Bill keeps coming up with great designs,I particularly like the TTF version


----------



## Dayhiker

Thanks Bill! Now that I have my new band saw, I will be cutting out more of your patterns.


----------



## Knoll

Thanks for the designs, Bill.

I can understand why TTF shooter has higher forks than OTT. But why is distance between forks greater?
Inquiring minds would like to know ..............


----------



## MeatMechanic

I would think that's to compensate for the bands going ttf jmo .MM


----------



## Bill Hays

Have fun with them Guys.
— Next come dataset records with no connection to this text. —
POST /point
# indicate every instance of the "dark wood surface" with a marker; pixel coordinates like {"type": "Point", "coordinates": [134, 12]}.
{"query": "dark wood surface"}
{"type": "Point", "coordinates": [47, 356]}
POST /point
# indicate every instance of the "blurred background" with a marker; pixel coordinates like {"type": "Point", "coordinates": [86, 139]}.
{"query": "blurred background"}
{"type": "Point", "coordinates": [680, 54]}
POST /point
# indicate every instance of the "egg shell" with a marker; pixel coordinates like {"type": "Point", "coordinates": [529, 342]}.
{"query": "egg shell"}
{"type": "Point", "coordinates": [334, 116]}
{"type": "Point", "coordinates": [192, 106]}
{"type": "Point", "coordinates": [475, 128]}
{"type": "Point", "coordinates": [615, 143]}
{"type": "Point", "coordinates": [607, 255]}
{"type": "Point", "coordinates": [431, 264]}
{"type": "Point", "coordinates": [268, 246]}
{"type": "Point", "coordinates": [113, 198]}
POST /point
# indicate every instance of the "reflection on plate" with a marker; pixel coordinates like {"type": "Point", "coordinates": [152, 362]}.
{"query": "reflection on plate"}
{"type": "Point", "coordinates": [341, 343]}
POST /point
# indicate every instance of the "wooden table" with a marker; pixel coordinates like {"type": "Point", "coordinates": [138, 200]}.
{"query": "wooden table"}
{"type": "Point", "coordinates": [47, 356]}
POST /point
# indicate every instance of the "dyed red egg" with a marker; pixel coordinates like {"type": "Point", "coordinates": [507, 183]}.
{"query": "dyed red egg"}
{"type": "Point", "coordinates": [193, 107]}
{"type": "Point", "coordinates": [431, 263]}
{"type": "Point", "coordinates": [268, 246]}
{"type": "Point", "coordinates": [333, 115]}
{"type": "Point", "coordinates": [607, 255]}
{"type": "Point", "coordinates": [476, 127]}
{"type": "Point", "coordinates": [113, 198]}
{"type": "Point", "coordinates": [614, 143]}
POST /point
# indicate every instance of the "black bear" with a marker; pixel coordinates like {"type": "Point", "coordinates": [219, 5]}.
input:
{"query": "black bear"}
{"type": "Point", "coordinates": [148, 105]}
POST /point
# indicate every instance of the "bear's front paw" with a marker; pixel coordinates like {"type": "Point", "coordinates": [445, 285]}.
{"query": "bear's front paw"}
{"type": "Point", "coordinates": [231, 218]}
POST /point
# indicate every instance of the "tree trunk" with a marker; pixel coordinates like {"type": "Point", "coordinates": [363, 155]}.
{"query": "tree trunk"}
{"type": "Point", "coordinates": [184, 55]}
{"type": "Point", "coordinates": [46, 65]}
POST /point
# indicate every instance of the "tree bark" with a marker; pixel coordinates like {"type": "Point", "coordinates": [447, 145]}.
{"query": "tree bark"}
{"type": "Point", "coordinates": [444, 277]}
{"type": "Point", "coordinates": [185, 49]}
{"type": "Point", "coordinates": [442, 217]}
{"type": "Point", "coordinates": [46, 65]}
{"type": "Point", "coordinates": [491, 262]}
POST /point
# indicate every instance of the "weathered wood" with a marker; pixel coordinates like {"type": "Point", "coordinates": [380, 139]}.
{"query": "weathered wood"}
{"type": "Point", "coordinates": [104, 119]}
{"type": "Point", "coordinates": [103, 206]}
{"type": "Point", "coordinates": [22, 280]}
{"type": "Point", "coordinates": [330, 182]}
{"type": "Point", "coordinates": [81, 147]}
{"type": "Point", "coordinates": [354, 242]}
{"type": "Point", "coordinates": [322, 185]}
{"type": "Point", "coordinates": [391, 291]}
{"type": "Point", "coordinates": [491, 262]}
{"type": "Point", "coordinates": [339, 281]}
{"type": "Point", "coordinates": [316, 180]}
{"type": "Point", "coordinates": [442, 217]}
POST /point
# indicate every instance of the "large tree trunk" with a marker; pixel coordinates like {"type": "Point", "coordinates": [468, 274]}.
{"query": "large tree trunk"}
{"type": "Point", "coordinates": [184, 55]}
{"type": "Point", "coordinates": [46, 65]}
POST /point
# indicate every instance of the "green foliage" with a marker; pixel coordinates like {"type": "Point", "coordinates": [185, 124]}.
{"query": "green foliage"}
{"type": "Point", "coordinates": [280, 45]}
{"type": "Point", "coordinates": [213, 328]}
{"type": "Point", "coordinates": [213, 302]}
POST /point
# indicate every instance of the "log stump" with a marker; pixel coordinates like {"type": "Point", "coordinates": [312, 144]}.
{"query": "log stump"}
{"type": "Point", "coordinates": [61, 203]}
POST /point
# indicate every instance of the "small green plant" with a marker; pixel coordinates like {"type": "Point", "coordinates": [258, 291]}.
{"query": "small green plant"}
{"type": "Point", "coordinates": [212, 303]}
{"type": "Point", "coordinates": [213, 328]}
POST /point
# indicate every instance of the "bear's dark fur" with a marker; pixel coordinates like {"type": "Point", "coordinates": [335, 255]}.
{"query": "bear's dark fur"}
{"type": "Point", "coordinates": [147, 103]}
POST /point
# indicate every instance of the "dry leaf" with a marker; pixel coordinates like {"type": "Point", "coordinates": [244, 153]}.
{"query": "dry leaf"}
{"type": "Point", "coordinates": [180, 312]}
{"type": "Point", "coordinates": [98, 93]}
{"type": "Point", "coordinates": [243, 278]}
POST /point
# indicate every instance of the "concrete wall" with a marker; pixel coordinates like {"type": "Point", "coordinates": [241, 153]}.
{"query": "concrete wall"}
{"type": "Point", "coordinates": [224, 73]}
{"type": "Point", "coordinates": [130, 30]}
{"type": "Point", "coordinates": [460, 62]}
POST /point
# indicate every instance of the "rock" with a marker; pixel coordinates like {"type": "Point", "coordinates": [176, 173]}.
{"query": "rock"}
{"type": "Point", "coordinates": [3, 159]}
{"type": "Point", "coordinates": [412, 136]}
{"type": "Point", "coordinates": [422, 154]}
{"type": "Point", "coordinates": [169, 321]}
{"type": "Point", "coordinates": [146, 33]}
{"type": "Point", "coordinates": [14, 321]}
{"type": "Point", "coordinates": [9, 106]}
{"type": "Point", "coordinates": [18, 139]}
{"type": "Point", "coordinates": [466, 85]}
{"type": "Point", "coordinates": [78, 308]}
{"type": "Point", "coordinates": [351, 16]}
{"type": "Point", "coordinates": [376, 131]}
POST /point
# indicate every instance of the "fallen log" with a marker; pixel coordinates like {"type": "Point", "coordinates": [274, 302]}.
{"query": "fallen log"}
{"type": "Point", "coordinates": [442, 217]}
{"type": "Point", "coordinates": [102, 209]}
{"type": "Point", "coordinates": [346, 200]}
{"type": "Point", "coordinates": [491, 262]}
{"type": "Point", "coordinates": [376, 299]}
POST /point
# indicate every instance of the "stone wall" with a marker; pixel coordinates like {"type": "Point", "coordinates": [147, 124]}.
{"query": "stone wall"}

I think you'll like the handle dimensions a little better as compared to many other standard type designs... once you hold it you'll understand why.

Also, through a lot of trial, error and then correct, I've found a minimum TTF inside fork distance of 1.5 inches is fine.... so long as you're shooting small ammo.... but if you want to shoot the big stuff, and if you have a mobile/moving target then over 2" is preferable. Since this is a hunter model, sometimes it will shoot both big ammo and mobile targets.... therefore 2.5" is called for.


----------



## Knoll

Thanks for between forks distance detail.


----------



## Hrawk

Here's a PDF version for easy printing.

View attachment The Covert Hunter by Bill Hays.pdf
(US Letter Paper Size)


----------



## Mr.Teh

Thank you Hrawk


----------



## Beanflip

My poly version.


----------



## Caribbean_Comanche

Thanx Bill for another awesome design, & thnx Hrawk for a pdf.


----------



## Amarsbar

Really nice ttf


----------



## DogBox

Thankyou Mr Hays for a great design, and Thankyou too Hrawk, for your help and prowess for the .PDF file.


----------



## silenceater

Very nice!


----------



## Rok Makovec

Nice design. I am making a laminated one and I will post an image of it when i finish it.


----------



## RenegadeShooter

This is a nice design. Has anyone used this template recently? I just saved it on my Desktop. Would enjoy having one from this design. Looks like a Ranger, Scorpion etc. all rolled into one. Anyone have one lying around that might be up for sale or trade?


----------